Bu sabaha Altınova pazarında başladık. Sabah 9:30'da pazara gitmek için yola çıktık. Erken gittiğimizi sanırken, bizden de erkenciler işlerini bitirmiş dönüyorlardı. Pazar bol, bereketli ve rengarenkti. 

Blogum için fotoğraf çekimi ve pazar esnafı ile röportajlarımı yaptım. Eve dönünce sevgili kardeşimin "biz kahvaltı için sizi beklerken sen röportaj mı yaptın" sitemlerine göğüs gerdim. Her şey siz sevgili okuyucularım için.


pazardan sizler için seçtiğim çeşitli tezgahlar
Sol alt karenin üst kısmında görünenler bizim sarı fasulye diye bildiğimiz fasulye çeşidi. Bizim oralarda bu fasulyeye oturak fasulyesi denir. (bizim oralar = Bursa) Kuru fasulyenin kurumadan önceki hali. Dış kabuğu kuru gibidir ama taneleri tazedir, her ikisinin de rengi beyaza yakın bir sarı renktedir. Çok lezzetli olur, şimdi de tam mevsimi. Benim pek yemek yapma becerilerim olmadığı için özel bir tarif veremeyeceğim. Ama şöyle söyleyeyim, benim gibi bir beceriksizin elinden bile çok lezzetli bir yemeğe dönüşebiliyor. Sihirli fasulyeler.

Bu tezgahın fotoğrafını çekerken pazarcı yanıma yaklaşıp "Adını biliyor musun onun?" dedi. "Sarı fasulye" dedim. Değilmiş. Adı badalanmış. Bizde meyve sebze, özellikle de fasulye konusunda uzman babamdır. Hemen babama sordum, sarı fasulyenin adının badalan olduğunu biliyor muymuş diye, burada öğrendiğini söyledi. Sanırım Ege Bölgesi'nde kullanılan ismi bu. Bana yeni bir şey öğreterek günümü kurtarıp boş bir gün olarak geçmesini engelleyen pazarcı kardeşe teşekkürlerimi sunarım.

Öğleden sonra da denize girmek için Altınova'da kalmayı tercih ettik.
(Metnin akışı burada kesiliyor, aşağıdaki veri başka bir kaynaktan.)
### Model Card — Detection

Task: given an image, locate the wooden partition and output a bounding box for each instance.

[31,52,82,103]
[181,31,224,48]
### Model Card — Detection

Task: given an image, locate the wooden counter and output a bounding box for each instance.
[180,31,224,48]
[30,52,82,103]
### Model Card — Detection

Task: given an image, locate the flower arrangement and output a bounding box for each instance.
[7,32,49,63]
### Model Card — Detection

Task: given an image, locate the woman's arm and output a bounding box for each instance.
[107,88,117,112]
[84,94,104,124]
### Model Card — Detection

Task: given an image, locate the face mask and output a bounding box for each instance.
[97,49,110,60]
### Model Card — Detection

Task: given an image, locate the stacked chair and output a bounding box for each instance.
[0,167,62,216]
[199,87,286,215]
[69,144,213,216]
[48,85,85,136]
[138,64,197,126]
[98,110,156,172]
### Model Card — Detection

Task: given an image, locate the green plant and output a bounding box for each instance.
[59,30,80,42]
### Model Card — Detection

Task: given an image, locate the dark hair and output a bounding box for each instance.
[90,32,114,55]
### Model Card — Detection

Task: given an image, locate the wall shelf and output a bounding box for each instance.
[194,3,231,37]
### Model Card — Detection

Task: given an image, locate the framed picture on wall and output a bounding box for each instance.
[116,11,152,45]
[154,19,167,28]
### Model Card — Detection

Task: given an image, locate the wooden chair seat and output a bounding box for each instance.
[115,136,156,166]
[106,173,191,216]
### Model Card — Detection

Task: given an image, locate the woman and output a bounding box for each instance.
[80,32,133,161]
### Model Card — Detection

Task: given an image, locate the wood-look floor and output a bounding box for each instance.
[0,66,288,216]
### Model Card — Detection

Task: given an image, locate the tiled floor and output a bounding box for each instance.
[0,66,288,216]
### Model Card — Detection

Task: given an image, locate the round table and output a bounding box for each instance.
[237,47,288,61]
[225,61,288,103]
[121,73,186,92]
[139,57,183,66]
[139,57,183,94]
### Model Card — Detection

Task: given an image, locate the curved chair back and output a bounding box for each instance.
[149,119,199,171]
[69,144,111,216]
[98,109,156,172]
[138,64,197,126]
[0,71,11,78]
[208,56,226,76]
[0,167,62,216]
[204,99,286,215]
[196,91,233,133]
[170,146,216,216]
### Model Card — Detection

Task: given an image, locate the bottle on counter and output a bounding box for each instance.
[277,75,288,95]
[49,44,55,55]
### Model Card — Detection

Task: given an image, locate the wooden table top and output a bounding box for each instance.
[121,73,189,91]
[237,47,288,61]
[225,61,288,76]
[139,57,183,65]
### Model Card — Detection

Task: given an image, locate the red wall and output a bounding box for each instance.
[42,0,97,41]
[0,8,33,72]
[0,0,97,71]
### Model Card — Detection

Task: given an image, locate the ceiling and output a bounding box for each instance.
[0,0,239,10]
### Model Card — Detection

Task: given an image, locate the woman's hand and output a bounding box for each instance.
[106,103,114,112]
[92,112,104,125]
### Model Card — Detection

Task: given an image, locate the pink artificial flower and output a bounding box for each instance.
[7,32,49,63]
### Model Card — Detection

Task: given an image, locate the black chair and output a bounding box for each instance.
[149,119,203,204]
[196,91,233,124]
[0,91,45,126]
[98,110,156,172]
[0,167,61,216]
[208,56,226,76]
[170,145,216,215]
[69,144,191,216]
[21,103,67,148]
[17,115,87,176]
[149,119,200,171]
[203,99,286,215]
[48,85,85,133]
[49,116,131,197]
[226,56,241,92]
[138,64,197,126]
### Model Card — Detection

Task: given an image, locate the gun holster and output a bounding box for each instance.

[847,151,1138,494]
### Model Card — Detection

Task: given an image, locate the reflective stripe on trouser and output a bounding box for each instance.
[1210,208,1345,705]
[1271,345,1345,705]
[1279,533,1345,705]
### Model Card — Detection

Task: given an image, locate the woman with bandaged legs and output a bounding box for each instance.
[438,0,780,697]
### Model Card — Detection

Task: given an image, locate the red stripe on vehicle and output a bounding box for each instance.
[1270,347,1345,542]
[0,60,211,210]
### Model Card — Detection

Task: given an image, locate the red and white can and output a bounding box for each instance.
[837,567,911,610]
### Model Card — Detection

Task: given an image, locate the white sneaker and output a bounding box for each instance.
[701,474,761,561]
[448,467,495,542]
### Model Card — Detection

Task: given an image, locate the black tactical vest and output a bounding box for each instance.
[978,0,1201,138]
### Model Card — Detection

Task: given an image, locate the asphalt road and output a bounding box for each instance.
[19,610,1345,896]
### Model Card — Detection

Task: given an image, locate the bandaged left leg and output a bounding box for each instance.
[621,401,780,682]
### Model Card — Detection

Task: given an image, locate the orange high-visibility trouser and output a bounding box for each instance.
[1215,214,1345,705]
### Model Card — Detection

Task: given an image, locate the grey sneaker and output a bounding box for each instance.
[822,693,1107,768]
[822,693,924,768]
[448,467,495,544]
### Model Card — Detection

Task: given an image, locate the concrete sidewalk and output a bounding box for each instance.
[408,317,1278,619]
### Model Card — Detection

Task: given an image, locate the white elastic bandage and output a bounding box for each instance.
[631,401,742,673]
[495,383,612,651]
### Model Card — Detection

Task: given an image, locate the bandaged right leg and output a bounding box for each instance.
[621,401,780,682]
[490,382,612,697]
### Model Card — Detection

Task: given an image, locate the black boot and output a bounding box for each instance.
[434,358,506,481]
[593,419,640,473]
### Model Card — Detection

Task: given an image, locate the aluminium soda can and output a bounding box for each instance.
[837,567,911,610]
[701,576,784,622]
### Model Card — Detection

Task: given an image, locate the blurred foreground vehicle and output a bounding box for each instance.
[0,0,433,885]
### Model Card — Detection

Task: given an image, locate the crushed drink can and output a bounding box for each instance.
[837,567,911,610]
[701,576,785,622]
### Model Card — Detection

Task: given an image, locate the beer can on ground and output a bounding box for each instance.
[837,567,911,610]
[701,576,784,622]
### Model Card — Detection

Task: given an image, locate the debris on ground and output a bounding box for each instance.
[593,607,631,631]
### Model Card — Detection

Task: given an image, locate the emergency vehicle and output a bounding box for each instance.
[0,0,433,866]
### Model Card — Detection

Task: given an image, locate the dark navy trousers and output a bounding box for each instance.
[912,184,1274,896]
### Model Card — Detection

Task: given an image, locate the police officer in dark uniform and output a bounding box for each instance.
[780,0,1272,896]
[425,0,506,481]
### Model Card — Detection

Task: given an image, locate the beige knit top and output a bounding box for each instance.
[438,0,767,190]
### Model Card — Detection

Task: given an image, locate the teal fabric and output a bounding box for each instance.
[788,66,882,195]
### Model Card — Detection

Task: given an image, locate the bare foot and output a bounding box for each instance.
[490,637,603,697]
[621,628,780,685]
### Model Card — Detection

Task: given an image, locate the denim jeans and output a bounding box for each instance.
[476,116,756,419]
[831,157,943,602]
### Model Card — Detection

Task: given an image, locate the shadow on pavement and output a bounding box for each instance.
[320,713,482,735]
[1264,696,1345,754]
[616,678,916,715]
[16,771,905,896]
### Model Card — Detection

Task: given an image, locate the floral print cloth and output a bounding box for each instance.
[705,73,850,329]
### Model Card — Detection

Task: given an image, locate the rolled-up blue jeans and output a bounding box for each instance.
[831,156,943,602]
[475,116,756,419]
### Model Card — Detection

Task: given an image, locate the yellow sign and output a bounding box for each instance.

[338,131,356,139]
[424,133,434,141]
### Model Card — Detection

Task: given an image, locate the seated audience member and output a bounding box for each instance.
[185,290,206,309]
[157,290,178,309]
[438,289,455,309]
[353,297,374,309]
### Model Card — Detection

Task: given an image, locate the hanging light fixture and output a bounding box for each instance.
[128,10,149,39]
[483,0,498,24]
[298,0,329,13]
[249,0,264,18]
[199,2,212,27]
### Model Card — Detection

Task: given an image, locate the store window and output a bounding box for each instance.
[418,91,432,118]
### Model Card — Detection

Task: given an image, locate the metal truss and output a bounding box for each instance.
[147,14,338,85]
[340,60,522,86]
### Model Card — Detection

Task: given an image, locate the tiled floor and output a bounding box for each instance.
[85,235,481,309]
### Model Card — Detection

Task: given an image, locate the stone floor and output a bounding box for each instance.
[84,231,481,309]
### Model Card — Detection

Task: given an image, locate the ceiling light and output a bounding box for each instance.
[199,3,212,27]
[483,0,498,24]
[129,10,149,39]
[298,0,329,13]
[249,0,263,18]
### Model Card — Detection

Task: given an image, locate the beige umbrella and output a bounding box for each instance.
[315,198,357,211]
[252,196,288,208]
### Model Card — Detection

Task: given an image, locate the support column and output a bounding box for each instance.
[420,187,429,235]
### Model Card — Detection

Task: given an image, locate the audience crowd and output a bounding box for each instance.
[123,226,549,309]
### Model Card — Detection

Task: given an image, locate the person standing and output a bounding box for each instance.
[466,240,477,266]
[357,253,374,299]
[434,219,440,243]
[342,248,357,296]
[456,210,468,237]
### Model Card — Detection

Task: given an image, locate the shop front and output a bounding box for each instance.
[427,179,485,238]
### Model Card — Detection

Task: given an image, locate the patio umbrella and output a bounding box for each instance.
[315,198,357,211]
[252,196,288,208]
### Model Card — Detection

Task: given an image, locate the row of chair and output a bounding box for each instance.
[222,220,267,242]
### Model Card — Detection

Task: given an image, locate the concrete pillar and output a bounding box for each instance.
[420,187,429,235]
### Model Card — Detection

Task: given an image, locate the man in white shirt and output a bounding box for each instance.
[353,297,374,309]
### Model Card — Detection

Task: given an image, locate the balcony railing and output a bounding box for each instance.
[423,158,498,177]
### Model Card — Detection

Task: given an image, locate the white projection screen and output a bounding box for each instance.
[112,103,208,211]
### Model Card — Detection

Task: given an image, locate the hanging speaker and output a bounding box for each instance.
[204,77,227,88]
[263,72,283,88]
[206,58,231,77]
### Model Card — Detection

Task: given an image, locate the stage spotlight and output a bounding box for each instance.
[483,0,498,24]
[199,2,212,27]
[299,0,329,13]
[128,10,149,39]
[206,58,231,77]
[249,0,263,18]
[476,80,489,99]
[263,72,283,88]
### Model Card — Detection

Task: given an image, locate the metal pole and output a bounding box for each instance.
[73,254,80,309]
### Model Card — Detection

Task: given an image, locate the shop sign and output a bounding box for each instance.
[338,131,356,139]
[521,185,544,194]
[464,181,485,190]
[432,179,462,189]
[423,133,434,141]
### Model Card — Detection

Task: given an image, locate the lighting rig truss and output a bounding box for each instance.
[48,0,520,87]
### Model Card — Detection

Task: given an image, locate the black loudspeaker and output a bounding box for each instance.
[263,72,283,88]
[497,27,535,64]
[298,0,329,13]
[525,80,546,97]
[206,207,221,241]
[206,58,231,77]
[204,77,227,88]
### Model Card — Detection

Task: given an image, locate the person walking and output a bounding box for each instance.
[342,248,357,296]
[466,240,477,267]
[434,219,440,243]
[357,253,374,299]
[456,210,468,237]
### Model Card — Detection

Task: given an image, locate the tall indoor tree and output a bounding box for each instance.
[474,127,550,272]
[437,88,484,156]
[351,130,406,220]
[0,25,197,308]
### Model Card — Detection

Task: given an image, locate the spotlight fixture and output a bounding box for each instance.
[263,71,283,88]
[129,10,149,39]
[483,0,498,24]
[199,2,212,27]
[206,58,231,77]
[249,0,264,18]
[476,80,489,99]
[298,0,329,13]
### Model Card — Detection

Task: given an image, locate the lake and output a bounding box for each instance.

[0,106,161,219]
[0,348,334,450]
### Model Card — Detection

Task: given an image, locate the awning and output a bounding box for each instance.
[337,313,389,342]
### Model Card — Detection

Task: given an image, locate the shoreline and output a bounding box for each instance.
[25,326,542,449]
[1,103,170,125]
Altınova, sıklıkla Altınoluk'la karıştırılan, ancak Altınoluk'tan uzakta, Ayvalık - Dikili arasına konuşlanmış bir emekli kasabasıdır. Uzuuuun bir kumsala sahiptir. Ve de bizim yazlığımız Altınova'dadır. Maalesef, tüm Kuzey Ege hattında olduğu gibi kötü yönetilmektedir. Bu kadar güzel bir sahil bu nedenle pek bilinmez kanımca.

Önceki yazılarımdan dolayı merak edenler için hemen bilgi vereyim, Altınova sahilindeki tüm duşlar ücretsiz ve sınırsızdır. Umarım böyle de devam eder.

Bugün deniz enfes, hava rüzgarsızdı. Denize girmek tam bir keyifti yani. Yalnız bugün ufak bir boğulma tehlikesi atlattım. Olaylar şöyle gelişti:

Sevgili kardeşimle birlikte yüzüyorduk, sonra kurbağalama yüzme yarışı yapalım dedik. Başladık yüzmeye. Baştan belirteyim, ben ne stil yüzersem yüzeyim olaya kendi stilimi katarım. Ben kurbağa kurbağa yüzüp kardeşimi geçtiğimde kendisinin kahkahalarını duydum. Kahkaha bulaşıcı. Ben de gülmeye başladım, sebebini bilmeden. Ama yüzme yarışını kazanacağım diye yüzmeye de devam ederek güldüğümden her ağız açık yüzme deneyiminde olacağı gibi mebzul miktarda su yuttum. O kadar fazla yutmuşum ki öksürmeye başladım. Ve maalesef denizin ortasında az miktarda kustum. Evet iğrencim. Napiim, kontrol edemedim.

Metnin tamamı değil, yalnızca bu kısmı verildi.